Tableau Public: Who Lies The Most? The 2016 Presidential Election


UPDATE – October 23, 2016


I have updated my data from the latest data on for my interactive version of this chart that is published on Tableau Public.




Back on July 24, 2016, I blogged on my data visualization web site a stacked bar chart titled Who Lies More?, created by Robert Mann, answering the question which politicians lie more. His chart was based on data from PolitiFact.

I have received a lot of site traffic based on posting Robert’s chart. I was interested in developing a data visualization for Tableau Public, so I went out and extracted fresh data from for the Executive Branch (e.g., President Obama, VP Joe Biden), our congressional leaders on both sides of the aisle, and the five major political parties who have selected a candidate to run for president (and vice president).

For my Tableau workbook, all fact counts were taken from the Politifact Web Site starting September 9, 2016. The date each candidate’s facts were extracted can be seen when you hover over a bubble on the Who Lies The Most Dashboard and view the tooltip information.

Click on the image below to go to the interactive version in Tableau Public.


All headshot photos of the candidates were taken from the Politifact Web site or Wikipedia. I tried to ensure each candidate has a smile on their face versus a frown or angry look. I did this to try and remove any bias associated with the photo.

The size of the bubbles is related to the total number of facts available for that candidate on the Politifact Web Site. If a candidate currently has less than 18 facts, I did not include them in the bubble matrix mix, but did show them in the upper left  corner of the dashboard with the total number of facts each of them had. As new facts are added to their count in Politifact, I will update them accordingly and integrate them into the matrix mix when they each reach 18 or more facts.

The color of the bubbles was determined as follows:

Dark Red      > 67% False

Red                > 57% False

Orange          > 52% False

Yellow            Approximately 50-50

Light Blue     > 52% True

Blue               > 57% True

Dark Blue     > 67% True

This is a “first cut” of this Tableau Workbook. It needs some more work and I have additional changes I want to make over the next few weeks, and will need this amount of time as I have some hot projects going on at work.

If you find any errors or omissions in any of the charts provided, it was unintentionally and in no way was meant to make a certain candidate look better or worse. Please e-mail me at with your suggested corrections and I will make those that are fair and reasonable.

I would also like to hear your suggestions for making this workbook as fair and accurate as possible. And, no, I cannot influence PolitiFact on their methodology or how they report their data.

Thanks for stopping by.

Best regards,



4 thoughts on “Tableau Public: Who Lies The Most? The 2016 Presidential Election

  1. Politifact has done a great service to all. One concern is your axis “Mostly Lies” vs. “Mostly Truths,” epistemically, the opposite of a Truth is a Falsehood, whereas a Lie implies intent. In some cases, a Falsehood can be a discernable lie, where it’s obvious the speaker knows what he/she is saying False.
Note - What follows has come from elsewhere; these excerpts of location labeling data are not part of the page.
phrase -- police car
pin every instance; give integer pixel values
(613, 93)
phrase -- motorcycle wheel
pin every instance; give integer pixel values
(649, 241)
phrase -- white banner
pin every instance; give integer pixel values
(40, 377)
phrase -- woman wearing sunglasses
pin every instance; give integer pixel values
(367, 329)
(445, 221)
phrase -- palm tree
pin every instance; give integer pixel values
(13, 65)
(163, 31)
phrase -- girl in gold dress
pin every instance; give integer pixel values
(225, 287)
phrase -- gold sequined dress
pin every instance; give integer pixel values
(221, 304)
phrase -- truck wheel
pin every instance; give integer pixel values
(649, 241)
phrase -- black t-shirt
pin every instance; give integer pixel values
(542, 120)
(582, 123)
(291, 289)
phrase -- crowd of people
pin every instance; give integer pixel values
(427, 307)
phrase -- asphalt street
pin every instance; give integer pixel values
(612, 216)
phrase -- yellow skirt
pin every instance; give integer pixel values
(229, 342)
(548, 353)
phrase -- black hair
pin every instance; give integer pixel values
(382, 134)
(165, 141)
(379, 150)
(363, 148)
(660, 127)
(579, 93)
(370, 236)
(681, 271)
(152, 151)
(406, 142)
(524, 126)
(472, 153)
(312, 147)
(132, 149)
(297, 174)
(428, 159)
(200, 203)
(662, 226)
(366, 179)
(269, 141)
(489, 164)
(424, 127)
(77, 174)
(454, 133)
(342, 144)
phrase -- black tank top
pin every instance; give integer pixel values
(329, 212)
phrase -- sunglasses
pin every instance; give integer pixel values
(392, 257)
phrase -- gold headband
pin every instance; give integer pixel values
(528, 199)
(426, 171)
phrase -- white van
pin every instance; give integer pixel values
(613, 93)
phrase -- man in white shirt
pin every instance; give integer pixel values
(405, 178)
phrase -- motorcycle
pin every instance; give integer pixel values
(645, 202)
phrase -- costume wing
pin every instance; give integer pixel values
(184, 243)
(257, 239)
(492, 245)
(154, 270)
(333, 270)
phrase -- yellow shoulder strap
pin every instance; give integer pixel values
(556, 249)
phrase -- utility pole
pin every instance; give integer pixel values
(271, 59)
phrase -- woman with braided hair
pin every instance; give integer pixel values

    For example, Ted Cruz is known to be highly intelligent and well-informed, and when he speaks a falsehood, I might be justified in assuming it’s a lie.

    In contrast, Ben Carson is a complete ignoramus. He knows how to cut brains, but outside of his speciality he’s some kind of an idiot. In his case, I’d tend to think he’s speaking Falsehoods that he doesn’t know are false.

    In that same vein, Donald Trump is deranged. Is a Falsehood spoken by a madman still a lie, or a delusion?

  2. For some reason, I can’t get the Tableau visualizaton to work in my Firefox browser. I opened it in Chrome, no problem.